Question

S.I unit of permittivity is:
A) \[{C^2}{m^2}{N^2}\]
B) \[{C^2}{m^ - }^2{N^{ - 1}}\]
C) \[{C^2}{m^2}{N^{ - 1}}\]
D) \[{C^{ - 1}}{m^2}{N^{ - 2}}\]

Answer 1

Hint: To get the correct answer to this question we can write a formula where the required quantity is appeared and use the known S.I. units which means the international system of units, all the other quantities we can get the units of our required quantity.
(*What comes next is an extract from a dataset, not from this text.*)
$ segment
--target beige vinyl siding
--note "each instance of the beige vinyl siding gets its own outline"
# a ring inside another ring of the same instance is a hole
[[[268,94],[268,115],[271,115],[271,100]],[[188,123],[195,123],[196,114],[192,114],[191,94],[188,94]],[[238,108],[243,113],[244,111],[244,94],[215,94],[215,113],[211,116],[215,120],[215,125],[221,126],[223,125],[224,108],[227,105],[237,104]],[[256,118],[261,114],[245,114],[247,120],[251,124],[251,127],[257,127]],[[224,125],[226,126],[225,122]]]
Complete step by step answer:
Here we will be using coulomb’s law in electrostatics
$F = \dfrac{{{q_1} \times {q_2}}}{{4\pi { \in _0} \times {r^2}}}$
Where we know that,
F= force between charges q₁ and q₂
S.I. unit of force: Newton=N
q₁ and q₂ are the charges
S.I. unit of charge = Coulomb=C
r = distance between the charges
S.I. unit of distance: meter=m
${ \in _0}$=permittivity
4 and π are constants so and are unitless
${ \in _0} = \dfrac{{{q_1} \times {q_2}}}{{F \times 4\pi \times {r^2}}}$
Units of permittivity \[{\text{ = }}\left[ {\dfrac{{{\text{unit of charge }}{{\text{q}}_1} \times {\text{unit of charge }}{{\text{q}}_2}}}{{{\text{unit of force}} \times {{\left( {{\text{unit of distance}}} \right)}^{\text{2}}}}}} \right]\]
= ${C^2} \times {N^{ - 1}} \times {m^{ - 2}}$
Hence, (B) is the correct option.

Additional Information: Permittivity is the property of every material, which measures the opposition offered against the formation of an electric field. It is represented by the Greek alphabet ϵ. It tells the material to store potential energy under influence of an electric field. In electromagnetism, the absolute permittivity, often simply called permittivity and denoted by the Greek letter ε, is a measure of the electric polarizability of a dielectric.

Note:
Another method:
We can use the formula for finding the capacitance of a capacitor to find the unit of permittivity
We know that $C = { \in _0} \times A/d$
Where C= capacitance of a capacitor
Units of capacitance=farad
Farad in units=\[{s^4} \cdot {A^2} \cdot {m^{ - 2}} \cdot k{g^{ - 1}}\]
We know that A = Ampere “unit of the current “
Since current = charge /per unit time
So, A = C/s, Where “C“ is unit of charge
Farad=\[\]\[{s^4} \cdot {C^2} \cdot {m^{ - 2}} \cdot k{g^{ - 1}}{s^{ - 2}}\]
“d” is the distance between plates
Unit of d = m
”A” is the area of the plate
Units of A = m2
${ \in _0} = C \times d/A$
Calculating the SI unit of ε:
Required units = \[\dfrac{{unit{\text{ }}of{\text{ }}C \times unit{\text{ }}of{\text{ }}d}}{{unit{\text{ }}of{\text{ }}A}}\]
= \[{s^4} \cdot {C^2} \cdot {m^{ - 2}} \cdot k{g^{ - 1}}{s^{ - 2}} \times m/{m^2}\]
= $({s^2}{m^{ - 1}}k{g^{ - 1}}){C^2}/{m^2}$
Where $({s^2}{m^{ - 1}}k{g^{ - 1}}) = {N^{ - 1}}$
So the unit of permittivity =${C^2}{N^{ - 1}}{m^{ - 2}}$
Hence, Option (B) is the correct answer.